Wednesday, March 5, 2008

Dog, Cat, Rat: Metaphor for Human Relations? Hardly!

A friend sent a link to a short YouTube video showing a dog patiently sitting with a cat perched on his back, and a rat sitting on the cat's back -- in a gracious harmony. Concludes my friend: "Now if they can do it....why can't human beings do it?"

Baloney.

Human beings DO do it. Most humans, most of the time, in most places.

Don't let the assholes skewer your perceptions too much. Go to a ball game, or a concert, or the movies, or a mall on a Saturday afternoon. See all those people, of every type, getting along? They aren't fighting. There aren't hardly any police around, even. When the assholes start fighting, or shooting, or hating, or launch wars, it makes headlines.
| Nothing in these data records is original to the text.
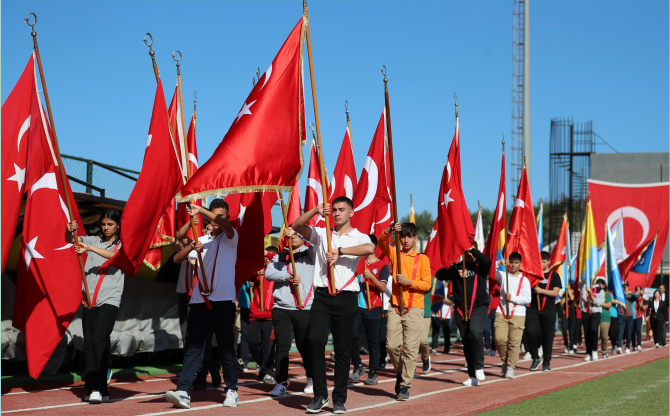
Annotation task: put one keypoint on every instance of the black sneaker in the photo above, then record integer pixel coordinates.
(358, 372)
(404, 393)
(339, 408)
(426, 365)
(372, 379)
(317, 404)
(535, 365)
By contrast, when a dog and a cat and a rat get along, the video gets one million hits on YouTube. A video clip of a black and a white and an Indian sitting on a bench talking quietly or playing cards together wouldn't get a million viewers on YouTube - it wouldn't be news.

Perspective, buddy.

Not that there's anything wrong with group below sponsoring even more goodness and getting-alongness -- the assholes sure do make life hard on the rest of us.

I read a book where the author argues that the Us and Them, or the Tribe and the Other distinction, which is built into humans (and other animals), is a chief culprit. When you can view some people as Others, you can with amazing equanimity do the most horrible things to them, things you'd never do to people in your own tribe. The author argued that the spread of getting-along and the growing perception around the world that cruelty to others is a bad idea, is based on the growth of the idea that all men are brothers, all of us are one tribe -- the growth of the circle of Us and the narrowing of the circle of Other. And that the key to more civilization in the world is pushing the idea that there are no Others, there is only one tribe. To make it harder to contemplate acts of brutality. I like that idea; this group that sponsors this video is pushing that idea too, which is good. Their underlying argument is specious ("If they can do it why can't we?") but what they are trying to do is dead on.